I don’t know why some days are harder than others. I wish that I could pinpoint the reason behind the particularly sad days or find the source of the tears on days like today. I certainly know the root of the pain on all days but I feel like it would be helpful to understand why today brings more tears than yesterday, etc. I guess though, if I’m really honest with myself, knowing why some days are worse than others would cause more problems than it would solve. I’m only human and I can almost certainly say that I would choose to not feel the pain rather than deal with it if I were given the choice. I suppose that not knowing why today (or any of the hard days) is more sad than others makes me face it, feel it, and process all the feels and things.
“Count it all joy, my brothers, when you meet trials of various kinds, for you know that the testing of your faith produces steadfastness. And let the steadfastness have its full effect, that you may be perfect and complete, lacking in nothing.” - James 1:2-4
Count it all joy… I feel like I need to say that to myself about 30 times and then write it out over and over. Count it all joy… the trials that test my faith, and the faith of christians all over the planet and throughout history, I am to count as joy. Not because they are something to rejoice in - my pain through this particular trial is very real - but because I KNOW that it is going to produce something wonderful. When I read verses like the one in James, I feel this conflict in my head and my heart. I know on one level that God isn’t testing me because I did something wrong and so He’s punishing me, and I also know that He doesn’t take pleasure in the trials that result from being a human after the fall. I know these things but I don’t always believe them. I don’t always even want to believe them. It can make sense in my head, on some level, to say that this horribly tragic thing happened in my life because (insert terrible thing I have done: didn’t pray enough. didn’t believe in a miracle enough. wasn’t good enough. etc.)… because then I could fix it so it never has to happen again and I could explain it away. Because it certainly doesn’t make sense for a tiny baby to have died for no reason at all.

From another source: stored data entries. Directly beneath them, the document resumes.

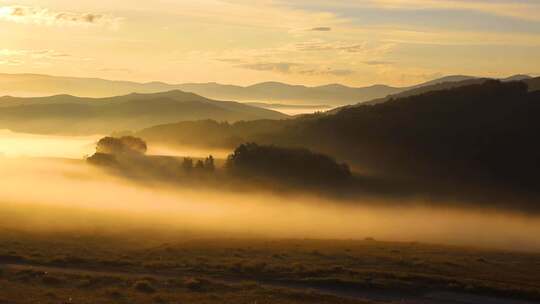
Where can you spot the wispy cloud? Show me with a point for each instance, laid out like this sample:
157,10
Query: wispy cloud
528,10
43,16
295,68
321,29
281,67
345,47
377,62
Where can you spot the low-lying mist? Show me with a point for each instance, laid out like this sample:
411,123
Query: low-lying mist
57,195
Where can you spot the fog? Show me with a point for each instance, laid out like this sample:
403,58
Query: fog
43,194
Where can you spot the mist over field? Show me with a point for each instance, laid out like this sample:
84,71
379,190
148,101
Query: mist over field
63,194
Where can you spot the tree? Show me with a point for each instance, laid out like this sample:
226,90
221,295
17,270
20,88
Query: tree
209,163
199,165
122,145
187,164
296,165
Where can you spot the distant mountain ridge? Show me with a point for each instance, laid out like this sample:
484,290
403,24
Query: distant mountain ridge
268,92
66,114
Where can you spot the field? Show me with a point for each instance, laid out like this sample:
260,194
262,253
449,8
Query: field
94,268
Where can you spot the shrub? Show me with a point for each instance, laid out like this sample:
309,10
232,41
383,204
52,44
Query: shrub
144,286
299,165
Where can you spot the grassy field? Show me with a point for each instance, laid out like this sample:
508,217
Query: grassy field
62,268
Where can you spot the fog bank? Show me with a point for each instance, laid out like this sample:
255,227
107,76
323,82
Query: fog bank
69,195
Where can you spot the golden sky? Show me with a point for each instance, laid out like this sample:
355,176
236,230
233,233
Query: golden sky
354,42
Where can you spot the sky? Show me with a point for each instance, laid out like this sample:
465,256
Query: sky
311,42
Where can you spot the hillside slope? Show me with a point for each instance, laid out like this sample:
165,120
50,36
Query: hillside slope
481,134
65,114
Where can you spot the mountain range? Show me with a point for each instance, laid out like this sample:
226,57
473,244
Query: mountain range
480,136
66,114
269,92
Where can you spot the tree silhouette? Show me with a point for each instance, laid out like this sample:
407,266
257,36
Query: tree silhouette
209,164
187,164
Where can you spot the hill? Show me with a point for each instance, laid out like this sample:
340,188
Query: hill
29,85
481,134
66,114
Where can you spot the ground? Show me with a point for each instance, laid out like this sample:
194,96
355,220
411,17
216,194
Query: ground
99,268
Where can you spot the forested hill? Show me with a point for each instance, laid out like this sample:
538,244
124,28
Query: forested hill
66,114
484,132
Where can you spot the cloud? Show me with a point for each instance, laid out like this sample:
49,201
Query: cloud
345,47
37,54
43,16
506,8
327,72
280,67
378,62
321,29
295,68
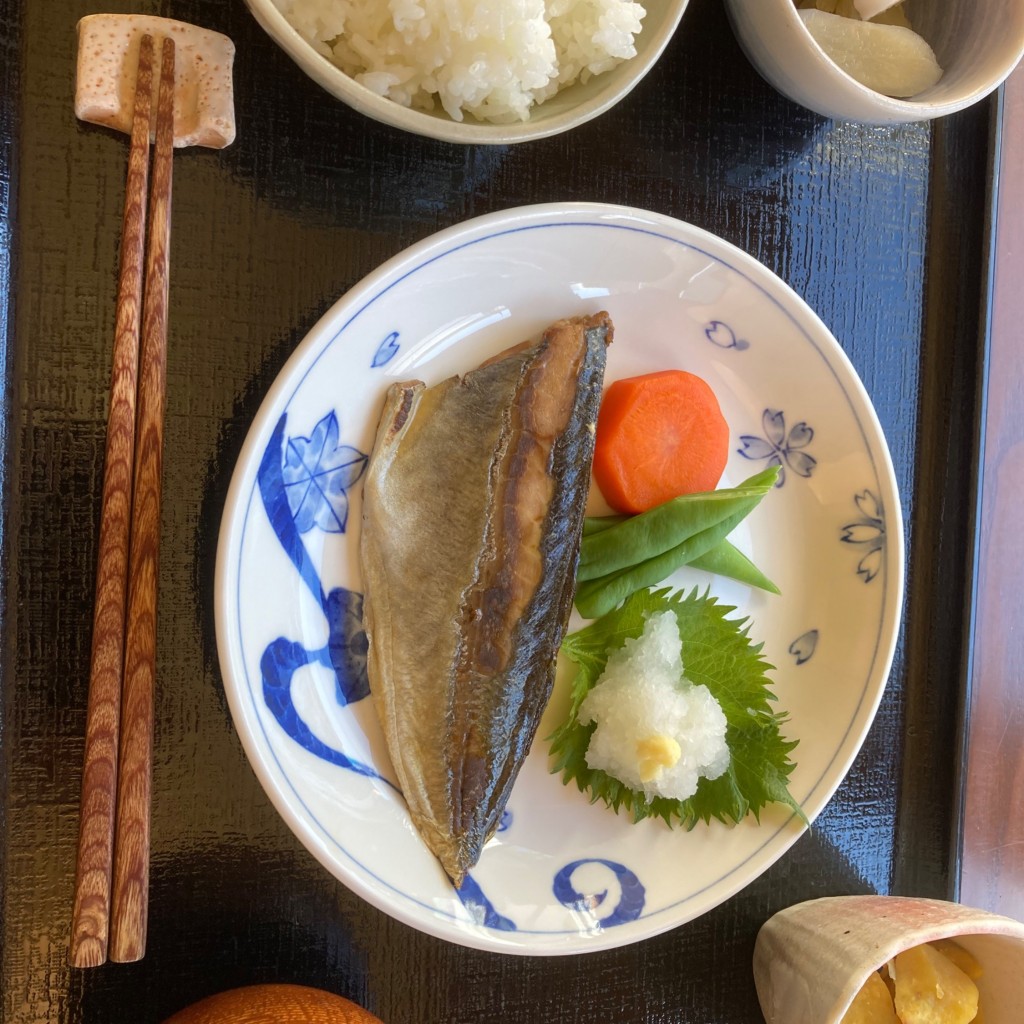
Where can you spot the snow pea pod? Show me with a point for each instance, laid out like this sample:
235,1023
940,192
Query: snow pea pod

Thankfully, Jesus paid the ultimate price so that I don’t have to negotiate with my God over how good or righteous I am in order to keep my precious son alive. Thankfully, my God loves me so much that He sacrificed His son in order that the brokenness of this world would be defeated and my goodness, or lack there of, would have no influence on His promise to make this world whole. Thankfully, despite this world's brokenness and my lack of perfection, my son is in heaven glorifying his great Father and singing Holy, Holy, Holy with the angels.
This quote came across my social media yesterday:
“It is the most liberating idea possible and it ultimately enables you to face all suffering, knowing that because of the cross, God is absolutely for you and that because of the resurrection, everything will be all right in the end.” -Timothy Keller in Walking with God through Pain and Suffering
I am so grateful for people who have been through suffering before me and have shared their experiences with God through them. God’s character is never shaken. He is always the same. He comforts, loves, gives strength to, mourns with, and is steadfast to the end. He conquered death so that we don’t have to be perfect or carry the burden of wondering what we could have done better or differently to change the outcome of our tragedies. He is for us.
The passage in James goes on to say,“If any of you lacks wisdom, let him ask God, who gives generously to all without reproach, and it will be given him. But let him ask in faith, with no doubting, for the one who doubts is like a wave of the sea that is driven and tossed by the wind.”
Today as I process through the tears and sadness, I want to remember this. I want to not be the doubter, who is like a wave of the sea. On the hard days I don’t want to be swayed by whatever might feel most comfortable - throwing out all reminders of my son, as an example - but instead be rooted in the steadfastness of my Father and continue to rely on His generosity without a doubt in my head or my heart. So today I will cherish the pictures hanging on the wall, despite my tears. I will hug and snuggle with Audrey. I will love my husband even more deeply as we navigate this new normal together. I will praise my great God who gives me the grace I don’t deserve and thank Him for his endless new mercies.